26 DE MARÇO DE 2021
55
É que, no meio da pressa, ficou para trás o real objetivo que devia nortear a política de resíduos: melhorar o
serviço às populações, reduzir os resíduos e elevar os padrões ambientais. E ficou para trás o respeito pela
autonomia do poder local.
Foram precisamente estas as razões que levaram o PCP a requerer a apreciação parlamentar deste decreto-
lei.
Um diploma estruturante na área do ambiente não pode ser tratado assim, quer pelo alcance do conteúdo
que encerra, quer pela multiplicidade de regimes que altera, quer pela sua extensão.

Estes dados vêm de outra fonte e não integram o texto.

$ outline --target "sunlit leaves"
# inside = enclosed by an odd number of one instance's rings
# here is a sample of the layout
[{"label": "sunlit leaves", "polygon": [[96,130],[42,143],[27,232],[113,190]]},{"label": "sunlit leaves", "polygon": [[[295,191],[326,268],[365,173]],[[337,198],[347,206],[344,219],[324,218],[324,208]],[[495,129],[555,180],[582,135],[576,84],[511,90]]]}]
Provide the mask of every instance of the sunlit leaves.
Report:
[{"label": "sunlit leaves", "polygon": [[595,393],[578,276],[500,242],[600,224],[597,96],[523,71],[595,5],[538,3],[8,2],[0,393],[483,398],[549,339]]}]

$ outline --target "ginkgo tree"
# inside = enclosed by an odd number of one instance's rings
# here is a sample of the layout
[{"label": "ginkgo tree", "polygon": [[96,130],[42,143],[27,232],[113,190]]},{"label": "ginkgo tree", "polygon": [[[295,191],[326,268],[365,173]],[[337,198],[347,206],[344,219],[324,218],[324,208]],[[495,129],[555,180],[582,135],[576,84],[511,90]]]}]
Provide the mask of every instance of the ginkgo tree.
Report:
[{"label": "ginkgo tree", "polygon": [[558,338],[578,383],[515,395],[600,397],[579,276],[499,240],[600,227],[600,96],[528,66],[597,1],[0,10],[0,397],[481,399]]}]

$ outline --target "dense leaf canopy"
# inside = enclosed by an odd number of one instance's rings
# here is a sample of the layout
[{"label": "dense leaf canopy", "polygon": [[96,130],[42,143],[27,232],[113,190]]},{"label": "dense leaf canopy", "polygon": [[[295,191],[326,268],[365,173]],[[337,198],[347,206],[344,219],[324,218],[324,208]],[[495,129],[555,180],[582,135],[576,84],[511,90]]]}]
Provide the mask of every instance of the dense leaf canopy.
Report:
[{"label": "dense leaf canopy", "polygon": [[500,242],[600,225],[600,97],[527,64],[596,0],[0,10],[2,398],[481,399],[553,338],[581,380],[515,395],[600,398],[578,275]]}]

O Governo deu 15 dias aos implicados e aos cidadãos para se pronunciarem sobre um documento de 268
páginas. Não obstante os alertas da impossibilidade de analisar convenientemente o decreto, o Governo não
olhou para trás e ignorou o pedido da Associação Nacional de Municípios Portugueses para que se desse mais
tempo à discussão pública. Avançou, e avançou na lógica habitual, transferindo custos para as pessoas, taxando
as populações!
Sem fazer um balanço do regime em vigor e das alterações introduzidas nos últimos anos, optou pela receita
mais utilizada, aumentando a TGR, aumentando a fatura de cada família. Ora, nenhum dos argumentos para
justificar isto colhe.
Quando introduziram a TGR defenderam que esta serviria para melhorar a gestão de resíduos, para estimular
o cumprimento dos objetivos nacionais e melhorar o desempenho do setor. Mais de uma década depois, não se
conhece um investimento nos sistemas feito por conta da receita da TGR. A taxa serviu unicamente para
financiar o funcionamento de serviços da administração central.
Quanto à redução de resíduos e cumprimento dos objetivos nem seria preciso dizer muito, porque está à
vista. A quantidade de resíduos produzidos manteve-se sensivelmente a mesma e quanto aos destinos dados
aos resíduos continuamos com taxas de recolha seletiva e de reciclagem a rondar os 10%, enquanto persistem
valores de deposição em aterro esmagadores.
Não é por uma pessoa passar a pagar mais na fatura que vai haver mais valorização, mais reciclagem, mais
aproveitamento. Para isso, é preciso investimento nos sistemas de recolha e de tratamento.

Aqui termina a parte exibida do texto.